Medicine-Ball Toss on Balance Ball
“A lot of injuries from kayaking occur to the rotator cuff,” says Musnick. The same holds for cycling. Develop a seated ability to keep your center of gravity. Sit on a balance ball facing a partner and play catch with a medicine ball. Throw two-handed to alternate sides, arms out. Keep a minimum of weight on your toes. Do two sets of 30 to 45 seconds.
Drills for the Core (Part 2)
One-Legged Overhead Tubing Twist
“We have three planes of motion,” says Musnick. “Front-to-back, side-to-side, and rotational. People should think about doing exercises in each of these.” Or one that does all three, like this: Secure resistance tubing with handles to a door frame or other anchor about head height. (You can also use weighted cables at the gym.) Hold a handle in each hand and position yourself to create tension on the cords. Balance on one leg, place your arms over your head, and quickly push one handle forward while the other moves back. Focus on rotating your trunk, rather than pulling your arms, to make the twisting motions. Do one to two sets of 30 seconds on each leg.
Drills for the Extremities
Dips are some of the best all-around exercises for strengthening the muscles needed to stabilize yourself on a climbing wall or when wrestling a Class IV hole. Grasp two parallel rails, hop up so you’re supporting your weight, slowly lower yourself until your elbows are bent 90 degrees, and then push back up. If your body weight is too much to start, have a partner assist you by lifting up on your waist or feet. Do three sets of ten to 12 reps.
Pulled muscles and tendons often strike climbers when making powerful but off-balance lateral movements from hold to hold. To prevent such injuries you need to develop lateral stability. Standing with your feet shoulder-width apart, hold a medicine ball near chin height. Extend one leg out to the side and, with your torso straight, bend into a squat while bringing the medicine ball and the majority of your weight down to the extended leg. Move back to the starting position and repeat. Don’t let your hips dip below your knees, and keep your back straight. Do three sets of ten to 12 reps on each side.
One-Legged Standing Dip
The most common cause of knee pain is an injury to the iliotibial band, which is there to decelerate the inward movement of the leg, “like when you’re coming down a steep snow field or trail in snowshoes,” says Musnick. You can reduce the risk of this kind of injury by making your quads familiar with balancing heavy loads. Stand on one leg atop a knee-high bench, weight on your heel, and dip your knee in a controlled fashion until your free heel touches the ground. Keep your weight on your upper foot, your torso upright, and return to standing position. A cinch? Try holding dumbbells in each hand. Do ten to 12 repetitions with each leg.
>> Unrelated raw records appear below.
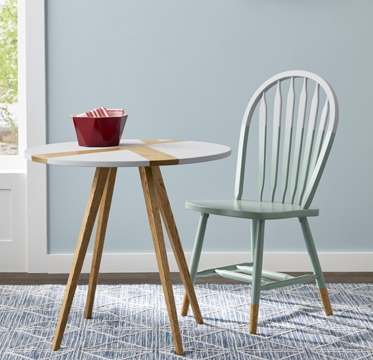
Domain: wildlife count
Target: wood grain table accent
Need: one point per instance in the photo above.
(147, 155)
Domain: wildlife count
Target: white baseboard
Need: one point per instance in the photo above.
(124, 263)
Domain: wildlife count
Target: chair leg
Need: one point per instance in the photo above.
(196, 255)
(257, 273)
(320, 281)
(102, 221)
(253, 229)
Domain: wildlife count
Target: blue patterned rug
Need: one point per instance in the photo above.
(131, 322)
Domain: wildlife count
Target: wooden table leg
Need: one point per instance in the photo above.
(102, 221)
(174, 238)
(152, 208)
(93, 204)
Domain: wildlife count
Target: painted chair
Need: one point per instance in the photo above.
(307, 165)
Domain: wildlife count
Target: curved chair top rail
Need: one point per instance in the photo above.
(311, 170)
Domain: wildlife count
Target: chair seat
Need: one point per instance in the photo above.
(259, 210)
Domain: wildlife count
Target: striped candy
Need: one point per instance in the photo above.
(103, 112)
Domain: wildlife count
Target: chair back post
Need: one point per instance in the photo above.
(315, 153)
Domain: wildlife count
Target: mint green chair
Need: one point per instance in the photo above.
(308, 161)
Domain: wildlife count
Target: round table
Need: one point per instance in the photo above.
(147, 155)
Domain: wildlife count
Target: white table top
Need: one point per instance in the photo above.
(129, 153)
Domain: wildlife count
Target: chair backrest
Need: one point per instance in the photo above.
(315, 153)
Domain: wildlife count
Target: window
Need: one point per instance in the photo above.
(8, 78)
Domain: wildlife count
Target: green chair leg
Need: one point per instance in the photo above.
(258, 241)
(254, 229)
(320, 281)
(196, 255)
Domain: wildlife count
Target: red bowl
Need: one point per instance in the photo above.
(99, 132)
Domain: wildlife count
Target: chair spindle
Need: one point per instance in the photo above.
(309, 143)
(320, 135)
(262, 144)
(287, 139)
(298, 141)
(276, 139)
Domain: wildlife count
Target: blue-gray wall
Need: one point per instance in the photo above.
(185, 69)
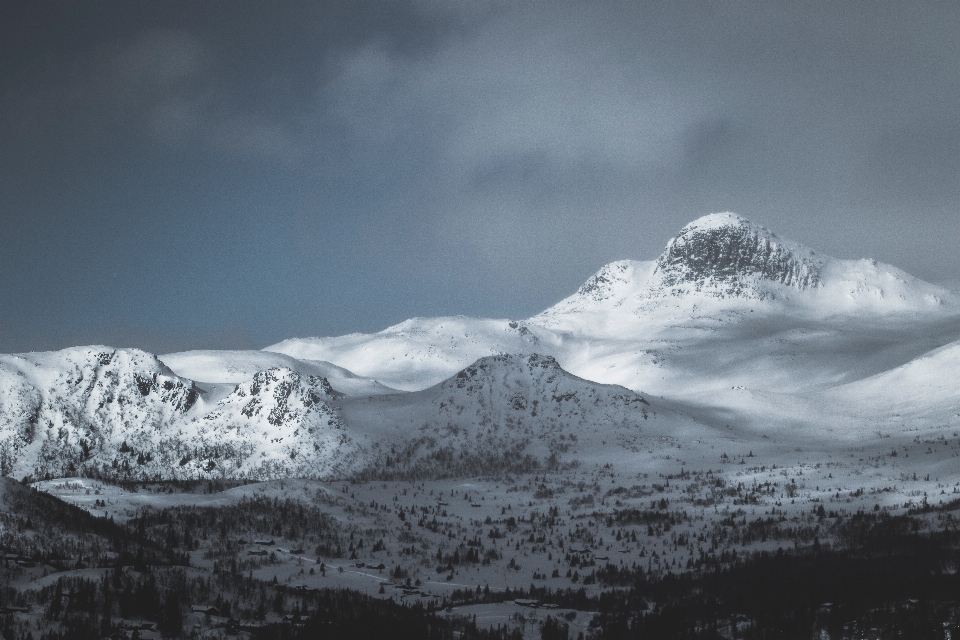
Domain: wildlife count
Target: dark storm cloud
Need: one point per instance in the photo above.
(324, 167)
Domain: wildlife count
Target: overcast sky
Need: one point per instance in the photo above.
(231, 174)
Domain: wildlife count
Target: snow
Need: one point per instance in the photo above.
(757, 337)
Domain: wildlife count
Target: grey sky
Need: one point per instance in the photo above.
(231, 174)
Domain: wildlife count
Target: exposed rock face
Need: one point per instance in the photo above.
(121, 413)
(278, 424)
(503, 413)
(729, 254)
(61, 410)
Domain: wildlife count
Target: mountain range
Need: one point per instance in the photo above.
(731, 335)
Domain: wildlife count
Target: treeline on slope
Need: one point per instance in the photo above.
(48, 531)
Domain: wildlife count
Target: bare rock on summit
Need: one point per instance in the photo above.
(727, 253)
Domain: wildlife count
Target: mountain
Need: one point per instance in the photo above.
(513, 413)
(731, 327)
(419, 352)
(233, 367)
(727, 303)
(121, 413)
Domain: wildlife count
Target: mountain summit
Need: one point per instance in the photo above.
(729, 254)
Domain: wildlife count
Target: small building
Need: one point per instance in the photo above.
(525, 602)
(9, 609)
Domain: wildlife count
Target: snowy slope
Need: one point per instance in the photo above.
(731, 330)
(240, 366)
(122, 413)
(516, 413)
(419, 352)
(728, 303)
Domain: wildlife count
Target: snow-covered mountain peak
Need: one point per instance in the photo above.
(485, 369)
(726, 254)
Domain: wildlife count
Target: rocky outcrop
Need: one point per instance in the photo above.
(729, 255)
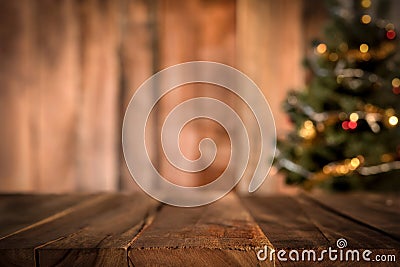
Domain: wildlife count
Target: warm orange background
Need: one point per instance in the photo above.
(69, 68)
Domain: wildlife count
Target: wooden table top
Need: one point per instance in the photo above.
(116, 229)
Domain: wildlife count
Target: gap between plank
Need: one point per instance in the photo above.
(339, 213)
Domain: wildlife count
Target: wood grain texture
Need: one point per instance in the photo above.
(20, 211)
(302, 223)
(96, 232)
(219, 234)
(374, 211)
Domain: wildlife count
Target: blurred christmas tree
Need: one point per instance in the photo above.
(346, 133)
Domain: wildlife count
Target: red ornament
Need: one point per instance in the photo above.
(390, 34)
(352, 125)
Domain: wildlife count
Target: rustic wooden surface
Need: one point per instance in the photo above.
(134, 230)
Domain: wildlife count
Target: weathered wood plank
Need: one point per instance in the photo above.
(379, 212)
(300, 223)
(284, 222)
(219, 234)
(96, 232)
(19, 211)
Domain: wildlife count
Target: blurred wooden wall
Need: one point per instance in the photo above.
(68, 69)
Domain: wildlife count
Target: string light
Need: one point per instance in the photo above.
(354, 117)
(364, 48)
(333, 57)
(396, 82)
(393, 120)
(308, 130)
(366, 19)
(366, 3)
(321, 48)
(390, 34)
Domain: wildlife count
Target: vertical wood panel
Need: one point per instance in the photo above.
(270, 50)
(56, 95)
(195, 30)
(97, 155)
(17, 77)
(137, 60)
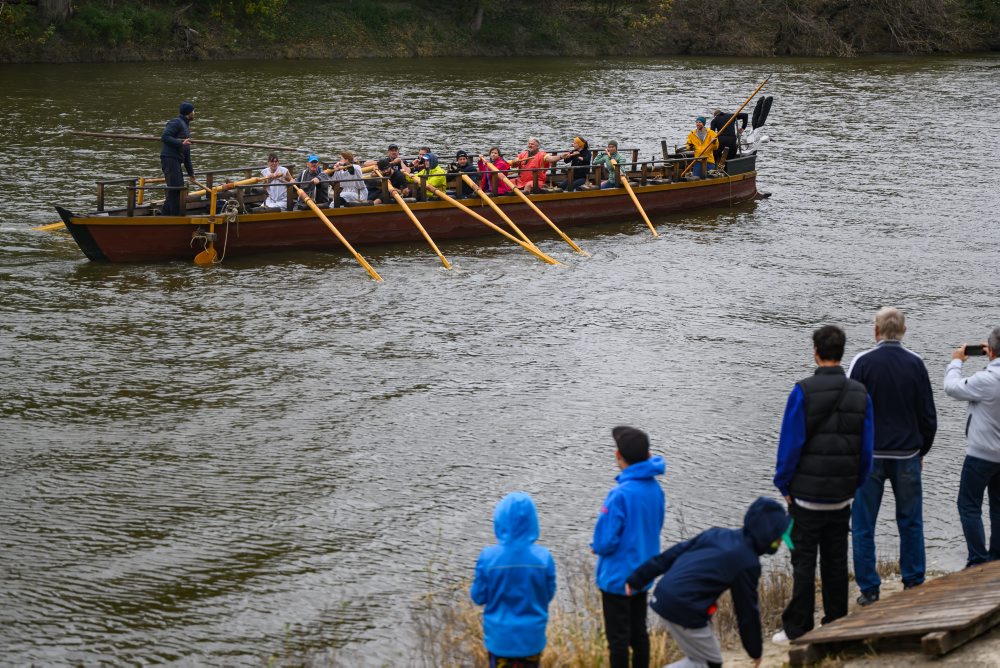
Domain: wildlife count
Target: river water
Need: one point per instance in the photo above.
(213, 465)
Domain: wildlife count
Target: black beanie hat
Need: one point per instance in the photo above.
(632, 443)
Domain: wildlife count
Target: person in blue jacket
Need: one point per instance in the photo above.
(515, 580)
(698, 571)
(627, 533)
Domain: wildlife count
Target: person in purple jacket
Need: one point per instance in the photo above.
(627, 533)
(515, 581)
(698, 571)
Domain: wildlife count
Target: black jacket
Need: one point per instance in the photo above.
(835, 408)
(172, 142)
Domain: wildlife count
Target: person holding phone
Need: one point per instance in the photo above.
(981, 469)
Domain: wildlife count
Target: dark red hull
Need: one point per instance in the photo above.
(154, 239)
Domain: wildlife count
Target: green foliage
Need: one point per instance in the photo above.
(99, 25)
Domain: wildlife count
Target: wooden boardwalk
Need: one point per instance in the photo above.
(937, 616)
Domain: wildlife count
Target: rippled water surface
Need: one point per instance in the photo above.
(277, 455)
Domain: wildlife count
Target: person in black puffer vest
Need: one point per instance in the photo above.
(824, 456)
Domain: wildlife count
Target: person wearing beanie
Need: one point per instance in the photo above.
(578, 163)
(427, 165)
(515, 581)
(611, 153)
(730, 137)
(627, 534)
(703, 142)
(462, 165)
(175, 150)
(697, 572)
(532, 165)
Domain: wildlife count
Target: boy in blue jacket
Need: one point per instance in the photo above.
(627, 533)
(697, 572)
(515, 580)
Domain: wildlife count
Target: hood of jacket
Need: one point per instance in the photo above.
(764, 523)
(649, 468)
(515, 520)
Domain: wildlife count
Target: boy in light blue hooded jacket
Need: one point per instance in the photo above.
(515, 580)
(627, 533)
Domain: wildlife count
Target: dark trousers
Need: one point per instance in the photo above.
(175, 179)
(978, 477)
(823, 532)
(625, 626)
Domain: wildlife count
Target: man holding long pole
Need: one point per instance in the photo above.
(175, 149)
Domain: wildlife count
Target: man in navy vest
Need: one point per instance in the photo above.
(905, 424)
(824, 456)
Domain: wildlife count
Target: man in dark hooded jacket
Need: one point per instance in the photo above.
(698, 571)
(175, 150)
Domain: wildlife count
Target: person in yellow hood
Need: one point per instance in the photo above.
(703, 142)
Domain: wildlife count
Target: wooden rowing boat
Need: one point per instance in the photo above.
(134, 234)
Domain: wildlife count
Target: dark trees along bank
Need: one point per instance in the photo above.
(112, 30)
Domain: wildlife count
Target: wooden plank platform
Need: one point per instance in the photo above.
(937, 616)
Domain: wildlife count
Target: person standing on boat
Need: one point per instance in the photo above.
(579, 163)
(730, 137)
(981, 468)
(349, 176)
(614, 179)
(175, 150)
(532, 159)
(703, 142)
(315, 183)
(486, 178)
(824, 457)
(274, 175)
(905, 424)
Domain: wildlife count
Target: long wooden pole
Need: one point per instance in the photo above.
(493, 205)
(113, 135)
(631, 193)
(534, 208)
(731, 119)
(455, 203)
(322, 216)
(409, 212)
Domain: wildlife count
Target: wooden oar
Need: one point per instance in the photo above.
(455, 203)
(524, 198)
(493, 205)
(731, 119)
(406, 208)
(631, 193)
(112, 135)
(322, 216)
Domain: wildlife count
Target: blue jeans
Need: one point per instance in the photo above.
(904, 476)
(978, 476)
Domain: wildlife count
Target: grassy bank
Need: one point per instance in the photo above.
(450, 633)
(154, 30)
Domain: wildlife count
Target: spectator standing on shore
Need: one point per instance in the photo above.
(905, 423)
(627, 534)
(824, 456)
(981, 469)
(515, 581)
(175, 150)
(698, 571)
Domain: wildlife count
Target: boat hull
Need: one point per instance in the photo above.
(112, 238)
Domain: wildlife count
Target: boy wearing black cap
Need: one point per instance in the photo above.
(698, 571)
(626, 535)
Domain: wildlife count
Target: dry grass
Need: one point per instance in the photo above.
(450, 632)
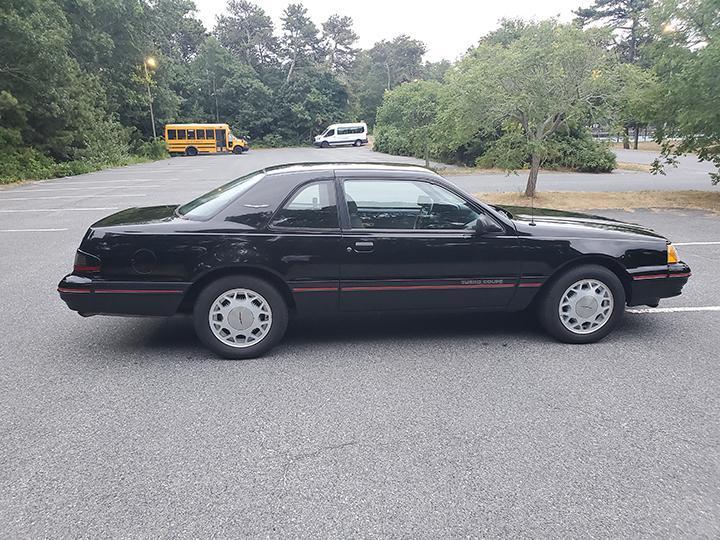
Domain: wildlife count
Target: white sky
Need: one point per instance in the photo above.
(448, 27)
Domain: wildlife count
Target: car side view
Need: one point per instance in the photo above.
(320, 238)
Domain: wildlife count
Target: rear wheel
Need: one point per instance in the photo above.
(240, 317)
(583, 305)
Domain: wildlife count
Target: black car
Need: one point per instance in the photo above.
(324, 238)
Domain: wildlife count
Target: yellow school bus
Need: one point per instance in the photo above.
(194, 139)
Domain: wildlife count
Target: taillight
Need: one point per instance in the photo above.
(85, 263)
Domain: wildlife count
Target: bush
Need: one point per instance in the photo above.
(152, 149)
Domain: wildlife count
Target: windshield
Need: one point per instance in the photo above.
(206, 206)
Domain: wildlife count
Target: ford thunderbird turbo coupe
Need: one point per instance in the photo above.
(322, 238)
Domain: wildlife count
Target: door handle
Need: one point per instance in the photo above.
(364, 246)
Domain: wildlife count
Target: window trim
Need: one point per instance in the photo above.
(299, 187)
(345, 213)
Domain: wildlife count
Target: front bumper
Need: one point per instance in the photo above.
(99, 297)
(649, 285)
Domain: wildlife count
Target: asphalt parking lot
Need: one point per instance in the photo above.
(417, 427)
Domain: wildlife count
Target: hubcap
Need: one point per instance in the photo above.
(240, 318)
(586, 306)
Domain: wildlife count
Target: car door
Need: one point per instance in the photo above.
(413, 244)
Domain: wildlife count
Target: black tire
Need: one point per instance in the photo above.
(206, 298)
(549, 305)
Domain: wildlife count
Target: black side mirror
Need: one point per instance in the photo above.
(485, 224)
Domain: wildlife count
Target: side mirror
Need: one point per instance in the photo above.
(484, 224)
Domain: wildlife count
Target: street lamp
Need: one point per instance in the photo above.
(150, 63)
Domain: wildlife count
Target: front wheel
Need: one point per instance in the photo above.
(583, 305)
(240, 317)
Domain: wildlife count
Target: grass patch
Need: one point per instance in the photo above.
(639, 167)
(595, 200)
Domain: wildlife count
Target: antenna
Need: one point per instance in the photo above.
(532, 209)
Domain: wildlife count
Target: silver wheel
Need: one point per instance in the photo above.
(586, 306)
(240, 318)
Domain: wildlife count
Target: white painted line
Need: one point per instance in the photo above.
(32, 230)
(57, 209)
(673, 310)
(35, 190)
(113, 195)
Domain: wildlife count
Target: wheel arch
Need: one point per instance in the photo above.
(190, 296)
(600, 260)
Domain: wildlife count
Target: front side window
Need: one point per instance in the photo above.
(312, 207)
(404, 204)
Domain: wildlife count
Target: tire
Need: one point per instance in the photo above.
(248, 290)
(603, 305)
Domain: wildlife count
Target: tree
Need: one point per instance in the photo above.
(247, 31)
(406, 118)
(627, 19)
(551, 75)
(300, 41)
(687, 55)
(338, 39)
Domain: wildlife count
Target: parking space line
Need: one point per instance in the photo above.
(32, 230)
(72, 197)
(36, 190)
(672, 310)
(57, 209)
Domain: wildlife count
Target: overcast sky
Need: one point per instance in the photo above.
(448, 27)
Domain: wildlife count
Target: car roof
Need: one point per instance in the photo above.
(352, 166)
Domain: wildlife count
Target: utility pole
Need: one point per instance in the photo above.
(152, 64)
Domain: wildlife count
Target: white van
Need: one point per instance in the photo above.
(336, 134)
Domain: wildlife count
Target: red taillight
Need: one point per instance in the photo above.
(85, 263)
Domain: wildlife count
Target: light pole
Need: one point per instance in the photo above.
(151, 63)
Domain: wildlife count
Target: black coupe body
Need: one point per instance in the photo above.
(320, 238)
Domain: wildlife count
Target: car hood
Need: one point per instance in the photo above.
(139, 216)
(592, 225)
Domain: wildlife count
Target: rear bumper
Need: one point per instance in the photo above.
(96, 297)
(649, 285)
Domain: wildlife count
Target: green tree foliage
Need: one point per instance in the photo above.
(406, 118)
(549, 77)
(686, 57)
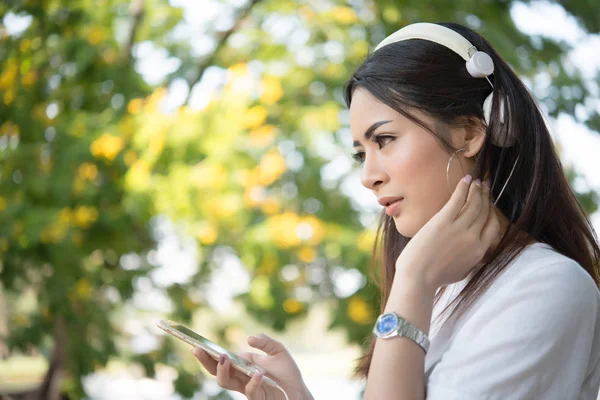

Drills for the Extremities (Part 2)
Staggered-Stance Diagonal Row This movement imitates exactly the sort of real-life kinetic soup that exploits some miniscule yet consequential hole in your dynamic repertoire. (In other words, it prevents you from throwing out your back while, say, pulling up a tent stake.) Stand with your legs spread two to three feet apart with light dumbbells in each hand. Rotate your torso to the left, bend your left knee 90 degrees, and extend your right arm to bring your right hand outside your left foot, palm inward. Stand up while “rowing” the weight back to your opposite side. Do two to three sets of ten to 12 repetitions on each side.